Quick gut-check — if your money advice is coming from random online influencers, you’re playing a dangerous game. I’ve been a CPA since 1980 and writing about money since before the internet existed. Sign up for the free Money Talks Newsletter and get expert advice that’s been tested by time.
5. It’s not a one-off — it’s a pattern
Maybe you’re thinking that soldier was a single bad apple. He wasn’t.
Around the U.S. and Israeli military strikes on Iran, a single trader reportedly made nearly $1 million with a 93% success rate, placing bets hours before strikes the public knew nothing about. A separate group of 38 accounts netted more than $2 million on one round of strikes, after being funded the prior week.
And it isn’t just war. In one Kalshi enforcement action, a political candidate traded contracts on his own candidacy. In another, an employee tied to a YouTube channel traded contracts on the channel’s own videos.

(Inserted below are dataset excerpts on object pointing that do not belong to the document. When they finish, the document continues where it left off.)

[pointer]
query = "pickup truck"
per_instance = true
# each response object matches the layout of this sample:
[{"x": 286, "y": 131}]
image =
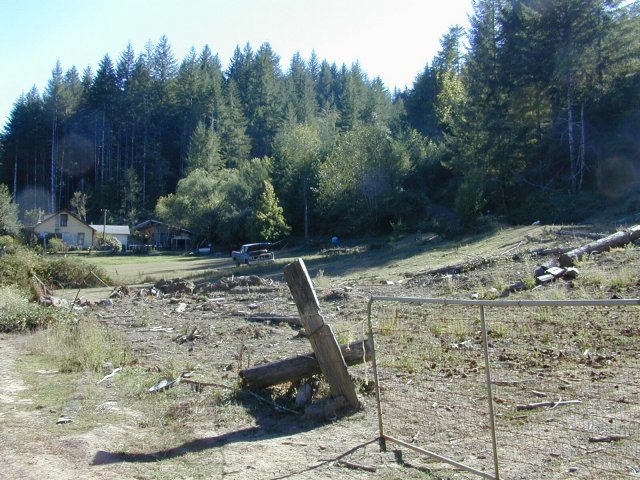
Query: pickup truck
[{"x": 253, "y": 252}]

Soldiers, politicians, insiders. Anywhere there’s a secret, somebody could be trying to use it to cheat.
6. Even Washington is backing away from these things
When the people who write the laws won’t touch something, pay attention.

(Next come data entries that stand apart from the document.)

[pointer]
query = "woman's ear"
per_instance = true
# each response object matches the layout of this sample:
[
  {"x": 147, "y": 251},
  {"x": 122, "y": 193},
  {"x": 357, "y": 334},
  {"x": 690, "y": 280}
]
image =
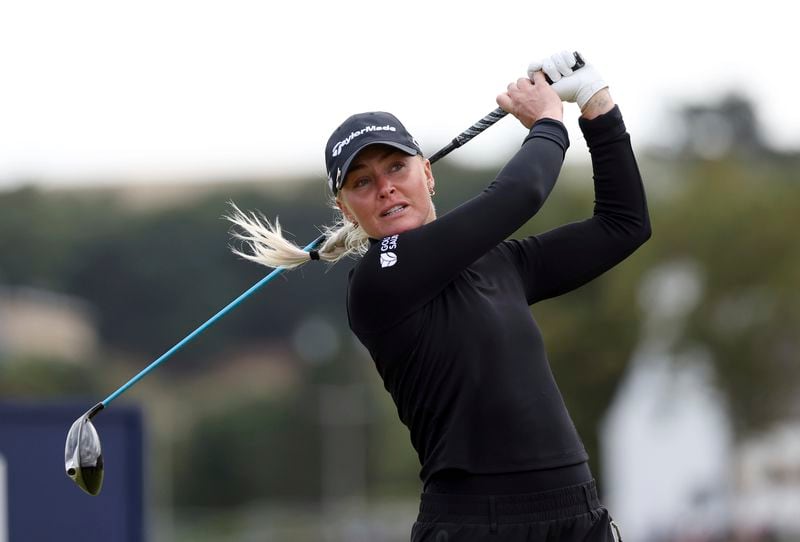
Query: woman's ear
[
  {"x": 429, "y": 177},
  {"x": 345, "y": 211}
]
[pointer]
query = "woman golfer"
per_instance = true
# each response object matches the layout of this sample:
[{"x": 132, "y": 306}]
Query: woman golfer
[{"x": 442, "y": 305}]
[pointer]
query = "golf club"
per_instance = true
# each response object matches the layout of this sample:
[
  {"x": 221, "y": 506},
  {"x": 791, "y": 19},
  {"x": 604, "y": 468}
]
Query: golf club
[{"x": 83, "y": 457}]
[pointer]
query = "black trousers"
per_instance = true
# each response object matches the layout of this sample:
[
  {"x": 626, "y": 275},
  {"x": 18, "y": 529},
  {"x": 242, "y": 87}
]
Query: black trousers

The Senate unanimously passed a resolution barring its members from trading on prediction markets, and the White House warned staff against using nonpublic information to trade.
The director of enforcement of the Commodity Futures Trading Commission (CFTC) named insider trading in prediction markets a “top priority,” knocking down what he called a myth that insider trading doesn’t apply to these platforms.

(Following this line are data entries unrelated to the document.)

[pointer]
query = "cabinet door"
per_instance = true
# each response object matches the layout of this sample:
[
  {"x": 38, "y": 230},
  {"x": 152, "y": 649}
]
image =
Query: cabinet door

Even President Donald Trump, asked about the betting frenzy, said the whole world “has become somewhat of a casino.”
When everyone in charge is heading for the exit, notice which way they’re walking.
7. The one rule that protects you
So here’s the rule. Burn it into your memory.
If it’s even theoretically possible for anyone — anyone — to have advance information about how a bet turns out, don’t make that bet.
Not “probably won’t happen to me.” Not “what are the odds.” If a soldier, a staffer, an executive, an editor, or some person three offices down from the decision could know the outcome before you do, then you’re the sucker at the table.
That rule wipes out most of what these sites offer. Wars. Politics. Corporate announcements. What somebody says on a broadcast. All of it fails the test.
And honestly? Even the bets that pass the test still leave you fighting bots for scraps with a 70% chance of losing. So the rule isn’t really “be careful.” It’s closer to “just don’t.”
Look, I won’t tell you that you can never have fun with your money. If you want to put $20 on a game the way you’d spend $20 on a movie — knowing it’s gone — that’s entertainment, and that’s your call.
But that’s not how prediction markets are being sold. They’re sold as smart. As an edge.
The truth is the opposite. The world is full of people who’ll do anything to make money, including cheat, and these platforms hand them a place to do it while you cover the bill.
Your financial freedom won’t come from guessing what happens next. It comes from spending less than you make and investing the difference patiently, the same habits that actually build wealth over time. That’s slow. It’s boring. It also works.
If you want a real side hustle, there are legitimate ones worth your time — a rigged casino isn’t one of them. And if betting has already crept past entertainment for you or someone you love, learn to recognize the warning signs of a gambling problem before it costs you more than money.
The flashy bet? Leave it on the table. Especially when you can’t see everyone else’s cards, but somebody can see yours.